The consequences, however, were severe. The iodine-131 and other dangerous chemicals had already spread in the air, causing thyroid cancer in thousands and leading to numerous casualties. The chemicals also contaminated the vegetation, affecting animals that consumed it.

Before the news of the disaster spread, the Soviet Union initially tried to suppress it, considering the ongoing Cold War and the potential impact on its image. However, the situation couldn’t be hidden for long.

After 36 hours of the explosion, on April 28, the Swedish Radiation Monitoring Station observed an increase in radiation levels in the air, which was coming from Ukraine. This forced the Soviet government to acknowledge the incident. Even after extinguishing the fire in the reactor, the radiation risk persisted.

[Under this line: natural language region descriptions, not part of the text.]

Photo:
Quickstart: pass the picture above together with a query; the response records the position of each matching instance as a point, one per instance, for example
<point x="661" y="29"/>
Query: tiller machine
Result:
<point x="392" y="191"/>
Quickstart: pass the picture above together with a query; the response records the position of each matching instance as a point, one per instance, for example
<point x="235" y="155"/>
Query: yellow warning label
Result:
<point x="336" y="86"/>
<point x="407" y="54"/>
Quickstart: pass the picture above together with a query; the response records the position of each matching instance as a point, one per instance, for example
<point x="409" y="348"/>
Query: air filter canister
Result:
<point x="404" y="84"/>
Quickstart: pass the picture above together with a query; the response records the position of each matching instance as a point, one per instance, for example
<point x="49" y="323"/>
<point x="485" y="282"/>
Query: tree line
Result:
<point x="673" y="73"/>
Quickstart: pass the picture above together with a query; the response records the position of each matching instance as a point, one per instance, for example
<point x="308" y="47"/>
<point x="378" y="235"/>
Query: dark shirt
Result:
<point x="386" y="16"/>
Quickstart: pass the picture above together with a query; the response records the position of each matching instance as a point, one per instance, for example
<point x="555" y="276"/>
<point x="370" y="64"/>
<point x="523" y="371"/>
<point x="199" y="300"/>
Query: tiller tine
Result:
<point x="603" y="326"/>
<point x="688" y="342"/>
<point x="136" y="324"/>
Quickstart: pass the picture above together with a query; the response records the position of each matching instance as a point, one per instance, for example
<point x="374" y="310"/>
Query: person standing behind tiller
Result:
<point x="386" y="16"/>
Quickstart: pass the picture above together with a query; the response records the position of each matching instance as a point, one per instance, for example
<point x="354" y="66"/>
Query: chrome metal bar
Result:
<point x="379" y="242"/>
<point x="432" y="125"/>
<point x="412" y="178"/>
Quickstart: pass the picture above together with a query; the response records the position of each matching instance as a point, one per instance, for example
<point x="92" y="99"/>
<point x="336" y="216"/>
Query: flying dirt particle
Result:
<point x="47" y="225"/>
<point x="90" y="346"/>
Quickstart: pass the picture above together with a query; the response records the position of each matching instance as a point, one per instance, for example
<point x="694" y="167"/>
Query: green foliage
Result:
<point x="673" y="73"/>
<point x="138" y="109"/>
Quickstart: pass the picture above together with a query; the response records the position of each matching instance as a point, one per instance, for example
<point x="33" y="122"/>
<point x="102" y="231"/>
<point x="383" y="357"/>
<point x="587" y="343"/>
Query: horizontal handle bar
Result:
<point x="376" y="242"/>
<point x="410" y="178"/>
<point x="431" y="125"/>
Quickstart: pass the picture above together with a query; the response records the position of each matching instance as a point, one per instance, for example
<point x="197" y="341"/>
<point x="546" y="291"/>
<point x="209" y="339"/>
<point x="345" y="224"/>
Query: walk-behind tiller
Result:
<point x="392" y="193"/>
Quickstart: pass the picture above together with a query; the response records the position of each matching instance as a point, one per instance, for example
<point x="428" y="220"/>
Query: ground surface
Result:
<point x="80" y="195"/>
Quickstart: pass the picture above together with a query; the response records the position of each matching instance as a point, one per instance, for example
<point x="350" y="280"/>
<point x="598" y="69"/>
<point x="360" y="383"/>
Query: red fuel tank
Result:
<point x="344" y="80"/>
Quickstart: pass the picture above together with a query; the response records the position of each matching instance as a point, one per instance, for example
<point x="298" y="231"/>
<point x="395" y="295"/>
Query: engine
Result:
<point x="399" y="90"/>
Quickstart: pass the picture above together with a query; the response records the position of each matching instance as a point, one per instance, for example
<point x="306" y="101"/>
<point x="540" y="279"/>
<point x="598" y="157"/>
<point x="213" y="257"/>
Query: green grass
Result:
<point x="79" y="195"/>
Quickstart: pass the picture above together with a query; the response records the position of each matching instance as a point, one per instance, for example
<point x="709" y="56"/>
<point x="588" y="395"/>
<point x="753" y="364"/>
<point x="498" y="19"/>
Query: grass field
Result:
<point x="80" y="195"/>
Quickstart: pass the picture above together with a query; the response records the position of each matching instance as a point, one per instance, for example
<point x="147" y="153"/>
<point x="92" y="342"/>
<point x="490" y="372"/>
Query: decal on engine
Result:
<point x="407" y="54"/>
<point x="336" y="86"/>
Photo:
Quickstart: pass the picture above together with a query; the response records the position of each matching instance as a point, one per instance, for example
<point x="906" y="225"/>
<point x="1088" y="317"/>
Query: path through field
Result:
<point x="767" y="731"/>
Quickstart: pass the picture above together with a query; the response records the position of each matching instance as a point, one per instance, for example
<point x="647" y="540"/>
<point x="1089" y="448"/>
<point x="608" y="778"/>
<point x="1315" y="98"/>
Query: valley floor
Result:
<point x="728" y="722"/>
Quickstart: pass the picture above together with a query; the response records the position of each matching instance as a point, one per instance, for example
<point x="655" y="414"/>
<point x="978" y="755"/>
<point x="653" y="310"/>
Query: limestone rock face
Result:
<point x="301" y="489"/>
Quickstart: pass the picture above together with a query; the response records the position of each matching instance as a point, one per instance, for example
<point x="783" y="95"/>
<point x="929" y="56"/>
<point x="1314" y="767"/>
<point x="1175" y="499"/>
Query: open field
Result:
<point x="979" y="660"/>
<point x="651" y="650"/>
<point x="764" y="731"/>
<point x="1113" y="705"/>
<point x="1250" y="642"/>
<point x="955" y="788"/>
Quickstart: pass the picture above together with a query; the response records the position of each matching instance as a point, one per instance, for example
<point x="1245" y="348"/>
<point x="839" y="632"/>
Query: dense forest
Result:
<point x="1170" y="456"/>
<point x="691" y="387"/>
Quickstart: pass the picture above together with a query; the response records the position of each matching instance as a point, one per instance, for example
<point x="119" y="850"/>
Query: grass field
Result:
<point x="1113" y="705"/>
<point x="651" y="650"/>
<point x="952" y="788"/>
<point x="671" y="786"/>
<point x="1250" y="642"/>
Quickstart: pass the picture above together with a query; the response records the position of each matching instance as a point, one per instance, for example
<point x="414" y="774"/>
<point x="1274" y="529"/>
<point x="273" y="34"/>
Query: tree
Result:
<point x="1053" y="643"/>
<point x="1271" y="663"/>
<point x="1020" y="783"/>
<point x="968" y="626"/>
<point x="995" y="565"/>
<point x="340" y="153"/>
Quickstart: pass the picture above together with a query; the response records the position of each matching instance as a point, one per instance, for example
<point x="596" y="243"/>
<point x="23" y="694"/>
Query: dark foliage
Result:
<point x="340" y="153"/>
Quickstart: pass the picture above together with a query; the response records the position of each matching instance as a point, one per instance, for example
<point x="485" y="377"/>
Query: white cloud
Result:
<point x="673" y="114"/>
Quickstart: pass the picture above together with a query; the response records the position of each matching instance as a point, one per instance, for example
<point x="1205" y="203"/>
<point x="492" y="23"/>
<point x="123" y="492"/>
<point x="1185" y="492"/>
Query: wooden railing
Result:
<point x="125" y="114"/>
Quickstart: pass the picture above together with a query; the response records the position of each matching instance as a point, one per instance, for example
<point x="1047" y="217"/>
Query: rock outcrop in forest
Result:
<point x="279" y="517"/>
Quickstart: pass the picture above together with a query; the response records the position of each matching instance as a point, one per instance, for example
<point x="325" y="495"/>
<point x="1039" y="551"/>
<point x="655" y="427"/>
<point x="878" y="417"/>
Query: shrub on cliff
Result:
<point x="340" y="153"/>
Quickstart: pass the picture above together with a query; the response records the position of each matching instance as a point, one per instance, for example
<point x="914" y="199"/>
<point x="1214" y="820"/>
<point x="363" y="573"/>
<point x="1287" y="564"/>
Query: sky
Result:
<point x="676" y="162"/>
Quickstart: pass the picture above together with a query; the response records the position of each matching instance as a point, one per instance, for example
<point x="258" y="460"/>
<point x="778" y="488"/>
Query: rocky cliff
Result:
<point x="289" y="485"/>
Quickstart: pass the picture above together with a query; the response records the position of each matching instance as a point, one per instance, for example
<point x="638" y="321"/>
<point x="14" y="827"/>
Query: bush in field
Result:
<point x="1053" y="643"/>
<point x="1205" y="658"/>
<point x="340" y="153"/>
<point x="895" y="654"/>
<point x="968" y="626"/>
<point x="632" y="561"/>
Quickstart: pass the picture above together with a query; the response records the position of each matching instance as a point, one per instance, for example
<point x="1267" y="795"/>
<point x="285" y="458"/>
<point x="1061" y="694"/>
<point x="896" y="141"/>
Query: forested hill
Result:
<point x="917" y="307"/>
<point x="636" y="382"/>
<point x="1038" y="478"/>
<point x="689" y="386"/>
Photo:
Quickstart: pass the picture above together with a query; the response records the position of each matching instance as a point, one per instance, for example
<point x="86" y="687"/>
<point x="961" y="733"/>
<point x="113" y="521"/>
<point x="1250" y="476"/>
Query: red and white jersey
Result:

The disaster caused immense damage, with iodine-131 and other radioactive materials affecting thousands of lives. The Chernobyl site remains restricted to the public, and even after 38 years, radiation continues to be released. The Chernobyl Exclusion Zone, with its massive dome installation costing around 3 billion USD, aims to prevent the spread of radiation into the atmosphere for the next 100 years.

It’s important to note that the figures mentioned are estimates, and the actual impact of the Chernobyl disaster on human health and the environment is challenging to determine accurately. The video hopes to bring awareness to the ongoing consequences of the Chernobyl disaster, emphasizing the need for caution and preventive measures against nuclear accidents.